Zayyan yang sedari tadi hanya memperhatikan, kini menghampiri Hilya yang masih menunggu anak-anak membereskan mainannya.

"Jangan galak-galak sama anak kecil," tegur Zayyan.

Hilya yang sedari tadi tidak menyadari adanya Zayyan pun sontak berjingkat kaget. Ia menoleh ke sumber suara, dan langsung membulatkan matanya begitu melihat siapa yang ada di hadapannya sekarang.

"Mas Zayyan?" kata Hilya. Ia lalu membatin, sejak kapan sepupunya ini ada di sini? Hilya lalu teringat dengan mobil yang terparkir di dekat pohon besar itu. Tadinya ia kira mobil itu bukan milik Zayyan.

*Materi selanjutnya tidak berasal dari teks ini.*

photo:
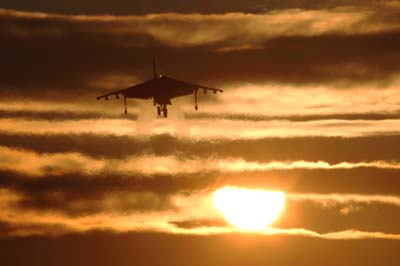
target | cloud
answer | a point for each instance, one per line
(119, 46)
(202, 129)
(35, 164)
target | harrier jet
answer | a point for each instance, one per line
(161, 89)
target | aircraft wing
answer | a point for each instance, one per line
(175, 88)
(141, 91)
(161, 87)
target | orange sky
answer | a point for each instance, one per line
(310, 107)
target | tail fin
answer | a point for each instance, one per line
(154, 68)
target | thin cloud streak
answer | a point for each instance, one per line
(177, 29)
(335, 199)
(202, 129)
(36, 164)
(150, 221)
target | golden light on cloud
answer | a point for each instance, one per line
(249, 209)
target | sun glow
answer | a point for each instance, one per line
(249, 209)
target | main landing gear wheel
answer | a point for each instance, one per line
(165, 111)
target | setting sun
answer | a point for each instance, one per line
(249, 209)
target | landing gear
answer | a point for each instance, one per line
(165, 111)
(162, 108)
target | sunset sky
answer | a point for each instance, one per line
(307, 133)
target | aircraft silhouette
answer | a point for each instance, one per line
(161, 89)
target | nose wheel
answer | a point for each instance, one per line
(162, 108)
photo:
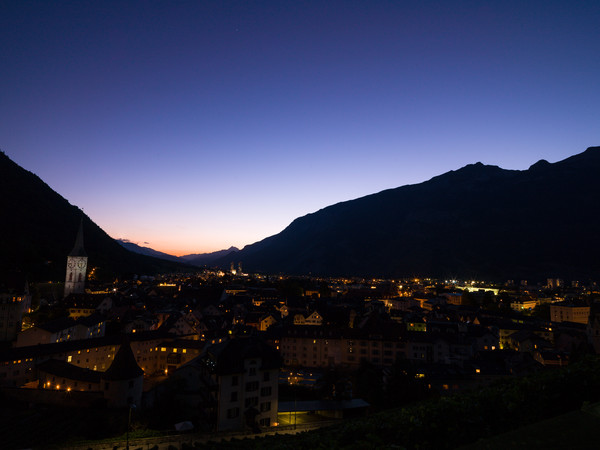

"Kamu juga pernah jadi anak kecil seusia mereka. Pernah mainan seperti mereka juga, dan mungkin saja kamu dulu sering mengotori halaman rumah orang," ucap Zayyan.

"Dih, sotoy! Kalau pun iya, seenggaknya dulu aku kalau habis main, pasti selalu diberesin," sangkal Hilya.

"Tapi kamu juga jangan mudah marahin anak-anak kecil seperti tadi, apalagi sampai mengancam dengan kekerasan. Kalau teras kotor kan bisa dibersihkan," balas Zayyan.

Hilya mencebik. "Dikira siapa yang selalu beresin mainan anak-anak ini? Aku tau! Belum lagi tadi pagi habis aku pel, ini malah udah kotor lagi gara-gara pada mainan tanah dibawa ke sini."

Zayyan geleng-geleng kepala. Anak gadis buliknya itu masih saja emosional, apalagi hanya karena hal sepele seperti ini.

"Tuh, anak-anak pada pergi gara-gara takut sama kamu." Zayyan menunjuk dengan kepalanya ke arah anak-anak kecil yang berhamburan meninggalkan halaman rumah sang nenek. "Galak kayak monster sih."

"Siapa yang kayak monster? Aku gitu?" Hilya menunjuk dirinya sendiri dengan jari telunjuknya, yang kemudian diangguki oleh Zayyan. "Dih, situ nggak ngaca apa? Situ kali yang kayak monster."

"Mana ada monster setampan saya," ucap Zayyan dengan rasa percaya dirinya.

Hilya mencibir. "Dih, pede banget jadi orang!"

"Harus pede-lah! Kan saya memang tampan. Tidak seperti kamu yang kayak monster galak, makanya tidak punya pacar," kata Zayyan.

Hilya melotot. Ia juga heran, kenapa kakak sepupunya itu tahu bahwa ia tidak punya pacar.

"Sok tau!" ketus Hilya. Merasa kesal dengan ucapan Zayyan, Hilya berniat untuk kembali ke belakang melewati halaman samping rumah seperti tadi. Ia tidak mau menghabiskan waktu, dan tenaganya untuk berdebat dengan sepupunya yang menyebalkan itu. Namun, sebelum pergi, Hilya kembali berkata pada Zayyan. "Aku do'ain semoga Mas Zayyan batal nikah." Kemudian Hilya melenggang pergi.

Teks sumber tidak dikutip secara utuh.